Francesco De Gregori, sixty-five year old Roman singer and song-writer, Il Principe dei cantautori, composed this song in the late seventies. It is a hymn to the paradoxes of Italy, the blend of pleasures and pains that forms the country’s complexion.  In the main it consists of opposed generalities, but the reference to December 12th gives it a darker tone, as that was the day in 1969 of what became known as the Piazza Fontana Massacre.  16 people died and 58 were seriously injured when a bomb was detonated at 16.45 on the third floor of a bank in Milan. Over 4,000 arrests were made in the wake of this (and other) bombings and attempted bombings in Milan and Rome.  One of the prime suspects died after ‘falling’ from a fourth floor window of the police station where he was being held.

But that detail is only a part of the picture, and De Gregori does not exaggerate its importance.  Italy is far from perfect, but it has many attractions.  Like Europe as a whole. 

It was first issued in 1979, but has become a standard of his repertoire, and has almost assumed the status of an unofficial national anthem.  It was even adopted  by the Socialist Party (among others) though De Gregori did not agree with this.

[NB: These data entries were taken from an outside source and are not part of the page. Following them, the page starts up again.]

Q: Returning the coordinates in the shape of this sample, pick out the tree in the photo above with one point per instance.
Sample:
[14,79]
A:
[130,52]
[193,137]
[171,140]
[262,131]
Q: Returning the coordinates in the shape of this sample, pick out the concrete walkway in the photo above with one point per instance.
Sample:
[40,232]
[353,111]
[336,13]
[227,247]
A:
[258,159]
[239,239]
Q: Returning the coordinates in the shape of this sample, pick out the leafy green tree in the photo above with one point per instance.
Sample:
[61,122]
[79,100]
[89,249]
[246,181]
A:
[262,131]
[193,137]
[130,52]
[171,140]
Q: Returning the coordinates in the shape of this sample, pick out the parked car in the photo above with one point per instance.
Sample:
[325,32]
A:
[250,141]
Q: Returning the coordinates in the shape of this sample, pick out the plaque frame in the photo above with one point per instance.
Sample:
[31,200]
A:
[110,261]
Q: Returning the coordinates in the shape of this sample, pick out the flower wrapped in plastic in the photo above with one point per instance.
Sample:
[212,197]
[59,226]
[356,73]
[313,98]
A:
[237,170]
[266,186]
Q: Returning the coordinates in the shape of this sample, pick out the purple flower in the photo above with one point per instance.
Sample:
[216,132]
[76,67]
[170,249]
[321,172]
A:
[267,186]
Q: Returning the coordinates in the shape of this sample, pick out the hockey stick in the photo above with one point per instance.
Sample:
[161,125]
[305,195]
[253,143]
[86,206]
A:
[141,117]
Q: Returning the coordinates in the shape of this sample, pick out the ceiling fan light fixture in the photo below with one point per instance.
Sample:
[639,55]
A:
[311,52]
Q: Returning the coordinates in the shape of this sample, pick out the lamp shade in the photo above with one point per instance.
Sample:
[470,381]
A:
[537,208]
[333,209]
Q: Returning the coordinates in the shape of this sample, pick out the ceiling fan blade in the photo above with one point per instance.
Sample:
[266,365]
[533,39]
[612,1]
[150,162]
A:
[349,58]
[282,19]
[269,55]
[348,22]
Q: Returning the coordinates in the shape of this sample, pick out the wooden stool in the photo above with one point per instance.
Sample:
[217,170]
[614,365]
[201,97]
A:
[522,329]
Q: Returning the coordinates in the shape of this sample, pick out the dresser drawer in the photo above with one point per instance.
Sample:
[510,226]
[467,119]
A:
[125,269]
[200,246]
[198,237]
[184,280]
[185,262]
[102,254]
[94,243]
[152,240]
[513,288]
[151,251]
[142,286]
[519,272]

The version I have was recorded with Lucio Dalla (who died in 2012) on their 2010 Work in Progress tour. One word is different from the original - povera  replaces nuda.....

Viva l'Italia

Viva l'Italia, l'Italia liberata
L'Italia del valzer, l'Italia del caffè
L'Italia derubata e colpita al cuore
Viva l'Italia, l'Italia che non muore
Viva l'Italia, presa a tradimento
L'Italia assassinata dai giornali e dal cemento
L'Italia con gli occhi asciutti nella notte scura
Viva l'Italia, l'Italia che non ha paura

Viva l'Italia, l'Italia che è in mezzo al mare
L'Italia dimenticata e l'Italia da dimenticare
L'Italia metà giardino e metà galera
Viva l'Italia, l'Italia tutta intera
Viva l'Italia, l'Italia che lavora
L'Italia che si dispera, l'Italia che si innamora
L'Italia metà dovere e metà fortuna
Viva l'Italia, l'Italia sulla luna

Viva l'Italia, l'Italia del 12 dicembre
L'Italia con le bandiere, l'Italia nuda (povera) come sempre
L'Italia con gli occhi aperti nella notte triste
Viva l'Italia, l'Italia che resiste

And in imperfect English:

Long Live Italy!

Long live Italy, liberated Italy,
Italy of the waltz, Italy of coffee
Italy the robbed, Italy the heart-throb,
Long live Italy, the Italy that doesn't die.
Long live Italy, betrayed Italy,
Italy assassinated by the press, and by concrete,
Italy with dry eyes in the dark night,
Long live Italy, fearless Italy

Long live Italy, Italy in the middle of the sea,
Forgotten Italy, Italy to forget,
Italy half garden and half prison,
Long live Italy, all of Italy,
Long live Italy, working Italy,
Italy that despairs and Italy that falls in love,
Italy half responsibility and Italy half luck,
Long live Italy, Italy on the moon.

Long live Italy, the Italy of December 12th,
Italy with its flags, Italy as poor as ever,
Italy with open eyes in the sad night,
Long live Italy, Italy that keeps fighting on.